Tu sais comment hors son pays alla,
Et que parents et amis laissa là,
Mais tu ne sais quel traitement elle a
En terre estrange.
Elle ne voit ceulx à qui se veult plaindre,
Son œil rayant si loing ne peut attaindre,
Et puis les monts pour ce bien lui estaindre
Sont entre deuxg.
g – A la royne de Navarre, 1536, œuvres de Clément Marot, t. II, p. 317.
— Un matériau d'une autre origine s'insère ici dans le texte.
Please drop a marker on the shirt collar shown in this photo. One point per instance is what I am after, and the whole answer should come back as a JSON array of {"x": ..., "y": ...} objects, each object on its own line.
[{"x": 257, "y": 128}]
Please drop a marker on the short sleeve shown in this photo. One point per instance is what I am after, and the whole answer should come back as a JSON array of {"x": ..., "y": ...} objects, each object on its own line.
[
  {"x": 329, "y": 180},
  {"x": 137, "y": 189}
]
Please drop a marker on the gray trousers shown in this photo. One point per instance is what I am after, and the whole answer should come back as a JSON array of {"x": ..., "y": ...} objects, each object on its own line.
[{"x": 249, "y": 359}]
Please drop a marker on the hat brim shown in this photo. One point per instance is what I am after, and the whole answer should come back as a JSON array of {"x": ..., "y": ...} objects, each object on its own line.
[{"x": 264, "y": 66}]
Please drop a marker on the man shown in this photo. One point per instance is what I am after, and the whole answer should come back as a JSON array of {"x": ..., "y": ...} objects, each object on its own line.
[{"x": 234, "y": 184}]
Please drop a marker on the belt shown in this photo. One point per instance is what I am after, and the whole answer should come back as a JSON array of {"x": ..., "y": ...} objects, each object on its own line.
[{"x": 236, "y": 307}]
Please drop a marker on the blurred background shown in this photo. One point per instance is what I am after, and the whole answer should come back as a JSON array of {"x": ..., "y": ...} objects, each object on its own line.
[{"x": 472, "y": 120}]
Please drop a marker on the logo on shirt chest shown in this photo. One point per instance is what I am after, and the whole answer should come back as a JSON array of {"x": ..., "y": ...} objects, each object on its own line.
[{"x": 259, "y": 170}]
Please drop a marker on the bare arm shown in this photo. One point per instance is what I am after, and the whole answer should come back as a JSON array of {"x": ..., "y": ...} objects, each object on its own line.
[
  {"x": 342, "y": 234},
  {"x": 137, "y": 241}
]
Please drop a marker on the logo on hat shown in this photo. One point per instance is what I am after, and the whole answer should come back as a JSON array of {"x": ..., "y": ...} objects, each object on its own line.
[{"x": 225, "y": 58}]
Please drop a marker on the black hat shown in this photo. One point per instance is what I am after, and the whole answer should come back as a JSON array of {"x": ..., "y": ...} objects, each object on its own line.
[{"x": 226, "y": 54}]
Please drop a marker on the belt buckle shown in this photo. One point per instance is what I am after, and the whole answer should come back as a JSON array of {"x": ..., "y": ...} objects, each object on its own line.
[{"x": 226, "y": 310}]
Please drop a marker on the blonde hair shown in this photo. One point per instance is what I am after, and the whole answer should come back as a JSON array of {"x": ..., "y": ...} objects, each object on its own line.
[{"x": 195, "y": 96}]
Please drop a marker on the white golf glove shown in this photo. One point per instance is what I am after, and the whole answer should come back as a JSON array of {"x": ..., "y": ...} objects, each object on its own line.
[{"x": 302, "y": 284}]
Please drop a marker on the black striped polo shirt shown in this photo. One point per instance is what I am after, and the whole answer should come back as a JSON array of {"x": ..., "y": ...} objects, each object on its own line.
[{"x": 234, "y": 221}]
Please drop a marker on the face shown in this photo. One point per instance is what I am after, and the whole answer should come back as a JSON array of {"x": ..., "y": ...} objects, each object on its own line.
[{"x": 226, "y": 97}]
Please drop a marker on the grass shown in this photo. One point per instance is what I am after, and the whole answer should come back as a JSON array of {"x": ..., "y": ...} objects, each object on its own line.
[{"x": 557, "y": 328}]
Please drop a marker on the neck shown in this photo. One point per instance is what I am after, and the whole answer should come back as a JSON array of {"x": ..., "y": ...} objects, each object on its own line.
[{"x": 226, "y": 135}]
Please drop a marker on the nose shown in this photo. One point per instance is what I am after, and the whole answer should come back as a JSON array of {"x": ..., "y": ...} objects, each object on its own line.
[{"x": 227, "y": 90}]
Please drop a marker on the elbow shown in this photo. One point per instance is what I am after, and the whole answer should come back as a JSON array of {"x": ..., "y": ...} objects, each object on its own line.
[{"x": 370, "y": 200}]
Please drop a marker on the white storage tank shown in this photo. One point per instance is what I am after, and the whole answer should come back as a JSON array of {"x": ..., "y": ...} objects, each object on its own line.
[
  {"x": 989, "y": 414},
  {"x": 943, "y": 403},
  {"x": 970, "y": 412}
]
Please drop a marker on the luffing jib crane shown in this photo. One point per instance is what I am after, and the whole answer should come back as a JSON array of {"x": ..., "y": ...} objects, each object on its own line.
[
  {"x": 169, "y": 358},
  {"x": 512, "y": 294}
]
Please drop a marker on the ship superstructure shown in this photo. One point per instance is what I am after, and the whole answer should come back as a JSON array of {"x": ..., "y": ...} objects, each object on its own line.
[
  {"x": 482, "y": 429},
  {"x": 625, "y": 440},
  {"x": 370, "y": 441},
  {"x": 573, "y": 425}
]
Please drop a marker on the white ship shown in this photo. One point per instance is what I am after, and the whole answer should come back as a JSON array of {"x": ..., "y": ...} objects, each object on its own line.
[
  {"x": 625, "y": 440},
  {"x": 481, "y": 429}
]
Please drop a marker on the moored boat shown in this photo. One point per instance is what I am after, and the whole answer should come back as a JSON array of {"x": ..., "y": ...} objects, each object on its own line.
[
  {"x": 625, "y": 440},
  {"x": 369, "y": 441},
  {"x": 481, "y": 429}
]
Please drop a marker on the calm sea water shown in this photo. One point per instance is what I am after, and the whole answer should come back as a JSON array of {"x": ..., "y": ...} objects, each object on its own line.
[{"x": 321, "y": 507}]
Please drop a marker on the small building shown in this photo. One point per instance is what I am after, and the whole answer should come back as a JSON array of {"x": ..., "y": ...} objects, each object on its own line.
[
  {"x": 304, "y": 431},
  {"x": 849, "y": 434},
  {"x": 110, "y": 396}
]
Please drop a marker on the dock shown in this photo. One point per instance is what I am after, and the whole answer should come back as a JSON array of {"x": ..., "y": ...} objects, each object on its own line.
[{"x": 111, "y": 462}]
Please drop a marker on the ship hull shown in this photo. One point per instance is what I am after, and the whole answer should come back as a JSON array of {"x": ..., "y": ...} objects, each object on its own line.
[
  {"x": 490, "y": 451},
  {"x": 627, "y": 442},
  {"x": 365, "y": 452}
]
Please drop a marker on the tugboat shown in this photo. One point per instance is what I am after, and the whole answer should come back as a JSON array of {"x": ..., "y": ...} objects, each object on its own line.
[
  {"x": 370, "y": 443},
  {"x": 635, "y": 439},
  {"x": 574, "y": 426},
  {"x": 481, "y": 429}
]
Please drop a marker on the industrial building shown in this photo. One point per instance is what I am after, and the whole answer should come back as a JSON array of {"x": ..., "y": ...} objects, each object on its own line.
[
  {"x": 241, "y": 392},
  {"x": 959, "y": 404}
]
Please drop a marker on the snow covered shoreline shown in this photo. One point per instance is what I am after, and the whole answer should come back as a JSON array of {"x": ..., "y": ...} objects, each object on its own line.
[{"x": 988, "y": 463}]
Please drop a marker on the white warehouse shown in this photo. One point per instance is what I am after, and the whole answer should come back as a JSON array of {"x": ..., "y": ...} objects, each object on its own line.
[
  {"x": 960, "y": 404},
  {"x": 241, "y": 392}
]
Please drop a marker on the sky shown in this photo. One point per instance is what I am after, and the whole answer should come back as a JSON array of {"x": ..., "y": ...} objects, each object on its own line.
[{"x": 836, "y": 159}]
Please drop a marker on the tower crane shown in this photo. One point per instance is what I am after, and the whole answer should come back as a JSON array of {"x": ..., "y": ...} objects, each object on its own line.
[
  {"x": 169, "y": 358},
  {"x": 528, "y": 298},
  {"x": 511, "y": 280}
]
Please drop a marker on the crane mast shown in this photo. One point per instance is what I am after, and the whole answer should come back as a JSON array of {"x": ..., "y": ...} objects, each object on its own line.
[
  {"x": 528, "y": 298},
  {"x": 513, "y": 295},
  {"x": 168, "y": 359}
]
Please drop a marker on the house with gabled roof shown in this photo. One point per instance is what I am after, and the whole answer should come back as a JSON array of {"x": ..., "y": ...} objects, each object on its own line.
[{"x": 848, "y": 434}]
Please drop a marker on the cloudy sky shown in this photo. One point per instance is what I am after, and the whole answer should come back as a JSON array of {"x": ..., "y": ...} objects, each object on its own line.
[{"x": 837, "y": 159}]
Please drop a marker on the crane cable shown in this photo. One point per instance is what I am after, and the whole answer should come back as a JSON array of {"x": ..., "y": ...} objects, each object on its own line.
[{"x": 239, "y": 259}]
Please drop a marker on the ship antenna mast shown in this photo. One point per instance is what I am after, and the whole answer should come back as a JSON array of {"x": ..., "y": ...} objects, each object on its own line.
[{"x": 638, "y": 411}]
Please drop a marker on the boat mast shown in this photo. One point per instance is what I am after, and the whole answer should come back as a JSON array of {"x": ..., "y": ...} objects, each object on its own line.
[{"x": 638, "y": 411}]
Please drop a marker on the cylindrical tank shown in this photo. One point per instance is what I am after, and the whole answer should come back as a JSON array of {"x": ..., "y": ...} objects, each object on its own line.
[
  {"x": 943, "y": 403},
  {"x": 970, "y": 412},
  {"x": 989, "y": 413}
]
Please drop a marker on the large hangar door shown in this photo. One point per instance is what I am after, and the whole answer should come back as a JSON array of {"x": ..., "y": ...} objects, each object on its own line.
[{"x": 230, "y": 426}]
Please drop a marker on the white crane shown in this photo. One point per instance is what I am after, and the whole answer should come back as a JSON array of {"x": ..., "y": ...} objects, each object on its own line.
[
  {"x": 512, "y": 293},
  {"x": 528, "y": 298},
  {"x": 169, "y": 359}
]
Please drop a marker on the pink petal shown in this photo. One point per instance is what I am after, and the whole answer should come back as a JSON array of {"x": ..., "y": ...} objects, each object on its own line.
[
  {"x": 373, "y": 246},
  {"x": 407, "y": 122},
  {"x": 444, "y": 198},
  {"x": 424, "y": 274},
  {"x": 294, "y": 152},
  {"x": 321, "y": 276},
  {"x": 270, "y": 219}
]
Ces vers, expression de peines longtemps contenues, qui devaient trouver un écho dans l’âme sympathique d’un poète, sont plus que la révélation des chagrins secrets de la duchesse et de ses épreuves domestiques. Ils sont comme la plainte mélancolique de cette société d’élite si tôt dispersée par la rigueur des temps, et dont l’apparition compose une période brillante, mais courte, un épisode en quelque sorte français dans l’histoire de la cour de Ferrare. Les événements que nous nous proposons de retracer auront moins d’éclat. Les grands acteurs dont nous avons prononcé le nom, ont disparu de la scène à l’époque où nous devons nous placer, et dont l’an 1539 est la date. L’Arioste n’est plus ; Clément Marot, un moment réfugié à Venise, a repris le chemin de la France ; Calvin est exilé à Strasbourg, après un premier essai de réforme à Genève. Reléguée au fond de son palais, et soumise à la plus rigoureuse surveillance, la duchesse voit naître et grandir autour d’elle une jeune génération dont elle retrouve l’image dans ses enfants. C’est auprès d’eux, dans le cercle le plus intime de la cour d’Este, que commence l’épisode à la fois historique et littéraire dont nous allons retracer les diverses phases dans la vie d’Olympia Morata.